TKG Workload cluster upgrade failed as "updateStalled"
search cancel

TKG Workload cluster upgrade failed as "updateStalled"

book

Article ID: 369405

calendar_today

Updated On:

Products

VMware Tanzu Kubernetes Grid

Issue/Introduction

  • TKG upgrade got stuck and after waiting for few hours the CAPi/CAPv pods were restarted. This resulted in ControlPlane nodes getting upgraded but the worker nodes still remain in the older version.
  • The restart of the CAPi/CAPv did not provision new worker machines and the upgrade got stuck.

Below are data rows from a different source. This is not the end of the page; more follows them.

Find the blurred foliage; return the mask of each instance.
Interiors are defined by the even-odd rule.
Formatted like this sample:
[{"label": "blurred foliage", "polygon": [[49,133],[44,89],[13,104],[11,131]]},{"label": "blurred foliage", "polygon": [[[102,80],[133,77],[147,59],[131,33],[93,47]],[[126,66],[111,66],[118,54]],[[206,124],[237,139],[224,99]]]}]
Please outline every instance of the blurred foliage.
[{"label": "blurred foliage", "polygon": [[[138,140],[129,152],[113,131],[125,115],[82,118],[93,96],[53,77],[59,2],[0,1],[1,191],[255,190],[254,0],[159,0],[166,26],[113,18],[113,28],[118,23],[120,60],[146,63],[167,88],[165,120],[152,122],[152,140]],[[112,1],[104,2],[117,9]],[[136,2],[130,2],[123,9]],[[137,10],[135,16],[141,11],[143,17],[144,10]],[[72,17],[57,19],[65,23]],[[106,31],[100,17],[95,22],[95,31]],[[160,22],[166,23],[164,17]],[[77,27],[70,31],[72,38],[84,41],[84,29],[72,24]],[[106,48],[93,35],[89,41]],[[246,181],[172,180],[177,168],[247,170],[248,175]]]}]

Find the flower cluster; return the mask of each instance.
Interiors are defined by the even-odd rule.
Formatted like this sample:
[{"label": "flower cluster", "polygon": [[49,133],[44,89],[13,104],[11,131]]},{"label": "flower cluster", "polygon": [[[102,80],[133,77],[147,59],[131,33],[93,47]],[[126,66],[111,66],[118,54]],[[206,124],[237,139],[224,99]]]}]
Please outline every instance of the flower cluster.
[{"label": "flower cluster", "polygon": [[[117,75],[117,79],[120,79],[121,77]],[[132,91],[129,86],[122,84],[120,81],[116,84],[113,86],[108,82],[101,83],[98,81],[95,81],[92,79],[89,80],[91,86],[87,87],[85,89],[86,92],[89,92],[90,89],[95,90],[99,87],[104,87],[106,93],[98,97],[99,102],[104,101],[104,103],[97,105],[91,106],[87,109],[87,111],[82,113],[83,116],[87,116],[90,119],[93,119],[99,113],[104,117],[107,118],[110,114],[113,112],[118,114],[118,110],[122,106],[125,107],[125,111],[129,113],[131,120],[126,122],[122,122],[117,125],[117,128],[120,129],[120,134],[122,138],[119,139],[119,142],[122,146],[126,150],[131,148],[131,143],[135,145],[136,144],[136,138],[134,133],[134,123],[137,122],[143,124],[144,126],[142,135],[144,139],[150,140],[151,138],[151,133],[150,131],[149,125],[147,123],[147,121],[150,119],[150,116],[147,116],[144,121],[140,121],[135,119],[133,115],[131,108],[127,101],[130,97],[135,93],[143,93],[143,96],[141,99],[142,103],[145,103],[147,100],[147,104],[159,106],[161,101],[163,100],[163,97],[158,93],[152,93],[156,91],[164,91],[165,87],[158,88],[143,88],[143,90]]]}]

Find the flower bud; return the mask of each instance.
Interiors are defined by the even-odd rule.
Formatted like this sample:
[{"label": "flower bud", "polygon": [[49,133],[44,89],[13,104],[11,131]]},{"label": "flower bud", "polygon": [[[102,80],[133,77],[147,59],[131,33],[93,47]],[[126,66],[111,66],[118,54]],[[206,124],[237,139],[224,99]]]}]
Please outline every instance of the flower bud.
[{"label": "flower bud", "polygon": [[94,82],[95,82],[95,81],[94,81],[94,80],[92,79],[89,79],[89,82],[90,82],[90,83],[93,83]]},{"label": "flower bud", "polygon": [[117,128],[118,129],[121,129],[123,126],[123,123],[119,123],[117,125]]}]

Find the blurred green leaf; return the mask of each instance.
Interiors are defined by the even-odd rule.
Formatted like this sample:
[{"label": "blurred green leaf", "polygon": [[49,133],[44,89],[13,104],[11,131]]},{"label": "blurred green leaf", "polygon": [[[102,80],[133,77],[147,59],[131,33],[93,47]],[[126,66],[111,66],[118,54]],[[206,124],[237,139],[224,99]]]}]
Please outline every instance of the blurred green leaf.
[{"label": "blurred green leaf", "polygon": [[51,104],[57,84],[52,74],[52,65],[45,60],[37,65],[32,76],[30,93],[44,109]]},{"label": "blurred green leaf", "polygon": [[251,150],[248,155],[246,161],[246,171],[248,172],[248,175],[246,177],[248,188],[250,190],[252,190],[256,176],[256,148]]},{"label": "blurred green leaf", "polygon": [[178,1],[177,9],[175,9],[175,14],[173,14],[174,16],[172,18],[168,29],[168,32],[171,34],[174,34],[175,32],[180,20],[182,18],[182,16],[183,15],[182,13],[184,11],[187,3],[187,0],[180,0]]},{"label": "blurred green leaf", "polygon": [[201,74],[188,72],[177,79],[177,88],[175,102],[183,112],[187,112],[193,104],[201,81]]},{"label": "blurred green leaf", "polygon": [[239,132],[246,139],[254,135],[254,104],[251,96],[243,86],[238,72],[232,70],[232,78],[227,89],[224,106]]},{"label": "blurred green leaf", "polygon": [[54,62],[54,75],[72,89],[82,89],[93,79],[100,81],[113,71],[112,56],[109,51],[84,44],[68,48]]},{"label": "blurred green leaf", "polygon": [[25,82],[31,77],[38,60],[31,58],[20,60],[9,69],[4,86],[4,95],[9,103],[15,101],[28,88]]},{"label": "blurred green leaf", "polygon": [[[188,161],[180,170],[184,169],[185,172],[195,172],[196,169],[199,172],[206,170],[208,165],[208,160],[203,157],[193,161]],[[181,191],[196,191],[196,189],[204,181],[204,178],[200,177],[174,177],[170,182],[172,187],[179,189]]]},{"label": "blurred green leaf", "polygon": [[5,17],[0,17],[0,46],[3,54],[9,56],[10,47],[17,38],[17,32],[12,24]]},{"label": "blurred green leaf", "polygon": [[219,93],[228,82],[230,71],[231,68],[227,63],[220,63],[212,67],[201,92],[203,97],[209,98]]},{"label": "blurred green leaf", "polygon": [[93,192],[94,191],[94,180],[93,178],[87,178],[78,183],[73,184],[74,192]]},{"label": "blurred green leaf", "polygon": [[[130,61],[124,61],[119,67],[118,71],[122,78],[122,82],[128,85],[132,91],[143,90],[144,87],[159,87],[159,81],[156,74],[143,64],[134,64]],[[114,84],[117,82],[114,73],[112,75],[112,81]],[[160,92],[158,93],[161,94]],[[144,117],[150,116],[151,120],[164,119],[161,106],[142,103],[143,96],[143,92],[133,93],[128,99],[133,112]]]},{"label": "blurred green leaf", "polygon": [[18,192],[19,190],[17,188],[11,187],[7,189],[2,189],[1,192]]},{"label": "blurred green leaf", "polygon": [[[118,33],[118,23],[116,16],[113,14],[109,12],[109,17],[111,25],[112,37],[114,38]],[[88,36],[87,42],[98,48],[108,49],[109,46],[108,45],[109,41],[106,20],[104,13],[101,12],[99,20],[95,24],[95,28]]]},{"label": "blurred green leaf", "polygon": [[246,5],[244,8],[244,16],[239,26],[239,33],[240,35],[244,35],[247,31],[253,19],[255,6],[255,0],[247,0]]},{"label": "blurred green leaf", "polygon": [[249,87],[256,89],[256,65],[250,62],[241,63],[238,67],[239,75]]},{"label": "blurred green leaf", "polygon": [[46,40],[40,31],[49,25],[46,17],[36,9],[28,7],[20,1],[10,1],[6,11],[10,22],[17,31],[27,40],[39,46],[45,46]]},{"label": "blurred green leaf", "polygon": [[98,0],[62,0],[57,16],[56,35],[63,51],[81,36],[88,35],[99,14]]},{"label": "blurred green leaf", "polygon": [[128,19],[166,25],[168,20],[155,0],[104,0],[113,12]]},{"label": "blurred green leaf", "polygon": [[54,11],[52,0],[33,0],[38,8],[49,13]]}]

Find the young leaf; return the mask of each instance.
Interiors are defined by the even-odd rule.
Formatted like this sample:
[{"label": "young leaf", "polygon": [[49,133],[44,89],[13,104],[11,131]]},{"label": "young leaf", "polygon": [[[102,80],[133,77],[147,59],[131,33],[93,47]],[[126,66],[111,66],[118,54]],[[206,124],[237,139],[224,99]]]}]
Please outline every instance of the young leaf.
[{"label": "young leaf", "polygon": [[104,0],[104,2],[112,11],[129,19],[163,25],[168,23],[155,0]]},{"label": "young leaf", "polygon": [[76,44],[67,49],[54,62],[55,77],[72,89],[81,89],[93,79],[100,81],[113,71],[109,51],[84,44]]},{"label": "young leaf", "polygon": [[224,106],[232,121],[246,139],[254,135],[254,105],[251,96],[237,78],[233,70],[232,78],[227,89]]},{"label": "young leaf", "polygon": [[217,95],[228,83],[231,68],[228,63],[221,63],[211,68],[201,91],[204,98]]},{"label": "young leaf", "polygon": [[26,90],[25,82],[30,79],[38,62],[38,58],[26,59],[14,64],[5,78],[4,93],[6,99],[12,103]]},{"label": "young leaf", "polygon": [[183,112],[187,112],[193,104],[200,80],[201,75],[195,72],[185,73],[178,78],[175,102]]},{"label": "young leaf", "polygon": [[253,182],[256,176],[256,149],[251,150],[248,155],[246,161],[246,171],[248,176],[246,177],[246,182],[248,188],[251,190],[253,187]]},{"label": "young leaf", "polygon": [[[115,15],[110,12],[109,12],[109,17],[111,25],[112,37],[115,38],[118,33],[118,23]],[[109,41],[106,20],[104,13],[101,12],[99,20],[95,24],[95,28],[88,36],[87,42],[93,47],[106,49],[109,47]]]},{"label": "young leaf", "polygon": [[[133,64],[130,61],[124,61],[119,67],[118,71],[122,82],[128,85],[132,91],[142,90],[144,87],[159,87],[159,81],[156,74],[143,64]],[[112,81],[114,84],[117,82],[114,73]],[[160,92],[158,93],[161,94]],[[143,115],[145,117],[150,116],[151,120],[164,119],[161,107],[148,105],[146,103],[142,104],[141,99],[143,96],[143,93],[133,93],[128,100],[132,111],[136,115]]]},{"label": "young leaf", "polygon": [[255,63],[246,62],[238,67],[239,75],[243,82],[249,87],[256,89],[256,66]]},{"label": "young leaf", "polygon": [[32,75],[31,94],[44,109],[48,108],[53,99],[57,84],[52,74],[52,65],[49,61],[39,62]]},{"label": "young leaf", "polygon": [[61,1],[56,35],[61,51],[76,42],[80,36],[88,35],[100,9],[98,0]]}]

  • Cluster is marked as "updateStalled" via Tanzu CLI.

$ tanzu cluster list -A
NAME                 NAMESPACE   STATUS         CONTROLPLANE  WORKERS  KUBERNETES
workload-cluster-A   default     updateStalled  3/3           3/3      v1.28.7+vmware.1

  • Control-plane nodes are upgraded. However, Worker nodes are still in the older version.

$ kubectl get node  
NAME                    STATUS   ROLES           AGE    VERSION
tanzu-control-plane-A   Ready    control-plane   21h    v1.28.7+vmware.1
tanzu-control-plane-B   Ready    control-plane   21h    v1.28.7+vmware.1
tanzu-control-plane-C   Ready    control-plane   21h    v1.28.7+vmware.1
tanzu-worker-node-A     Ready    <none>          167d   v1.27.5+vmware.1
tanzu-worker-node-B     Ready    <none>          167d   v1.27.5+vmware.1
tanzu-worker node-C     Ready    <none>          167d   v1.27.5+vmware.1 

  • Error found in CAPi controller logs:

$ kubectl -n capi-system logs deployments/capi-controller-manager | grep $WORKLOAD_CLUSTER_NAME
MMDD: 1 machineset_controller.go:439] "MachineSet is scaling up to 1 replicas by creating 1 machines" controller="machineset" controllerGroup="cluster.x-k8s.io" controllerKind="MachineSet" MachineSet="default/<Machine-set name>" namespace="default" name="<Machine-set name>" reconcileID=########-####-####-####-############ MachineDeployment="default/<MachineDeployment-name>" Cluster="default/tanzu" replicas=1 machineCount=0
MMDD: 1 machineset_preflight.go:140] "Performing \"Scale up\" on hold because MachineSet version (1.27.5+vmware.1) and ControlPlane version (1.28.7+vmware.1) do not conform to kubeadm version skew policy as kubeadm only supports joining with the same major+minor version as the control plane (\"KubeadmVersionSkew\" preflight failed). The operation will continue after the preflight check(s) pass" controller="machineset" controllerGroup="cluster.x-k8s.io" controllerKind="MachineSet" MachineSet="default/<Machine-set name>" namespace="default" 

Environment

  • Tanzu Kubernetes Grid 2.3.0
  • Tanzu Kubernetes Grid 2.4.1
  • Tanzu Kubernetes Grid 2.5.1

Cause

  • During the upgrade due to multiple reasons(No IP address left, network connectivity issues) the upgrade of ControlPlanes takes considerable time to complete, This results in updateStalled status and only the ControlPlane nodes are upgraded to higher version.

$ tanzu cluster list -A
NAME                 NAMESPACE   STATUS         CONTROLPLANE  WORKERS  KUBERNETES
workload-cluster-A   default     updateStalled  3/3           2/3      v1.28.7+vmware.1

  • As the result of the upgradeStalled the TKR version is updated to the next version. This prevents CAPi to successfully reconcile the remaining nodes. 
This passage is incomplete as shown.